What are Your Goals for Your Dog?
When my daughter was born I had lots of ideas about who she would be and what she would like. As a veterinarian, I knew that genetics were a huge part of who she would be, but I was happy to shape the rest exactly as I saw fit. I felt confident that she would be a tomboy like me. That would be something that she would just genetically desire. Even if she didn’t, I would shape her by avoiding dolls and pink frilly things while exposing her to the great outdoors and my love of science.
I know that all of the experienced parents are on the floor laughing right now because they know what is next. My daughter is a pink loving, tulle and lace wearing, sparkly headband donning, certified princess. I can’t figure out how this happened as I never exposed her to this type of thing or fostered it. I had to revise my goals because I couldn’t fight this apparently genetic need to be pink.
When I got my puppy, Maverick, I made goals for him as well. The difference between Maverick and my daughter was that I actually had some control over what Maverick became. My goal was for him to become a good family dog who was friendly with kids, adults, and dogs. And he is just that. Here is my recipe for a good family dog.
Mix 1/3 part really good temperament and breeding with 1/3 part socialization and 1/3 part obedience and structure. The good temperament comes from going to a reputable breeder who breeds for temperament and health.
Socialization is the process by which a puppy learns to relate to the things in its environment. This is best done in puppies between the ages of 3 and 12 weeks. Pups should stay with the litter until they are 8 weeks old because there is a sensitive period of socialization. The period where pups are very receptive to socialization to other dogs is between 3-8 weeks of age.
Have you ever noticed that singleton pups (those that are separated from their litter early in life) have a hard time relating to other dogs? Part of this behavior pattern in singleton pups is due to the lack of socialization during this important period. The socialization continues with dogs, people, and places well through 4 months of age. From there, continued positive exposure about 1-2 times per week should continue until the dog is 3 years old. This is because social maturity (teenage years) in dogs ends at 3 years of age. By continuing with your dog through that age, you will have set him up for a lifetime of success.
Finally, there is obedience and structure. Now, I am not talking about perfect obedience. If you met Maverick, my puppy, you would see that he is not perfectly obedient. He knows what he has to know to be a good family dog.
Sit-Sit until I tell you that you can get up.
Down-Lie down until I tell you that you can get up. He is really good at this one because he is too lazy to get up.
Stay-Stay until I tell you to get up. He is also good at this exercise if he is lying down.
Sit is a little tougher for him.
Leave it-Drop what is in your mouth, look away from what you are engaged with, don’t pick that up and/or be quiet.
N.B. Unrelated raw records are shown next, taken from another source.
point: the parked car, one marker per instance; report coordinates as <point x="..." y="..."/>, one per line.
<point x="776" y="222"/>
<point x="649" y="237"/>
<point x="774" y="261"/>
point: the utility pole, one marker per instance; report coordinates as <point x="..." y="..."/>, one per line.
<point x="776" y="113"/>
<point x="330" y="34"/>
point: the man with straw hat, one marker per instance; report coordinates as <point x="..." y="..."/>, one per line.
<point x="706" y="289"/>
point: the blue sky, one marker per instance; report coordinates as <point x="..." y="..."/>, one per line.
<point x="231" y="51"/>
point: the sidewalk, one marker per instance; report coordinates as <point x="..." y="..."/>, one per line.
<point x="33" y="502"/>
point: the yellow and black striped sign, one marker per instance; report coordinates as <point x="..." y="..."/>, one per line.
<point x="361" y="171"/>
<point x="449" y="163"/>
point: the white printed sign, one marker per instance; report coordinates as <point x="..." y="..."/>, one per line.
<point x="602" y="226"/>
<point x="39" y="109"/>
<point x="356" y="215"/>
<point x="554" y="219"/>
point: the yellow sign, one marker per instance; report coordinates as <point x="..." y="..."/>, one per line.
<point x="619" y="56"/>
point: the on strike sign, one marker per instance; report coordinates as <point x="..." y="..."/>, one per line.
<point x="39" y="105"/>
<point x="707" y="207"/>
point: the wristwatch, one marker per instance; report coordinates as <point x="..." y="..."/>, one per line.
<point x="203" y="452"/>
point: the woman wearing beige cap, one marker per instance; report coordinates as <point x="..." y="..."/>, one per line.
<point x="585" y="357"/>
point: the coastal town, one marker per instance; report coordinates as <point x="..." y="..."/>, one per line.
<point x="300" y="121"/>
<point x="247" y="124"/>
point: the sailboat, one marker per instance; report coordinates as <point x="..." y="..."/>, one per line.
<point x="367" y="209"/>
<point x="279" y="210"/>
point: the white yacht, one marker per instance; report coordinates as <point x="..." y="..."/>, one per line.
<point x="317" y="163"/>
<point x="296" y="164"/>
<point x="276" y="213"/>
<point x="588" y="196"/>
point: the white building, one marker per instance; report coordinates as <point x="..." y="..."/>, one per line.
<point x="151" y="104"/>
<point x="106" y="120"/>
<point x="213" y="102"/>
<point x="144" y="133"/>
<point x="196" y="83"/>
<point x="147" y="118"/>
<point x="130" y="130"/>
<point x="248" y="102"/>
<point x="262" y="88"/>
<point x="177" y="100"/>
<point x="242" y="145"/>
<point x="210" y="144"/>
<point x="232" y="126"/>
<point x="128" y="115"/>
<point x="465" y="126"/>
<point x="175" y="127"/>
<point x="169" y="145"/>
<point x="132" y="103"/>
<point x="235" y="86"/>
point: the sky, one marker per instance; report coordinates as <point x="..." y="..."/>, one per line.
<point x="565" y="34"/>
This goes against all that you have learned about dog training because this cue can mean so many different things to the dog. I tell my clients that it ends up meaning "stop what you are doing with your face." An essential for a dog who lives with a child.
Come-Come running to me when I call you.
Go to your bed-Run to the nearest bed and lie down. This is an essential one for dinner time. I am not a fan of begging dogs. Lying calmly on a bed is an incompatible behavior with begging. It also keeps my daughter from rewarding him with food under the table.
So, there you have it, the recipe for a good family dog. It isn’t easy, but it is well worth it!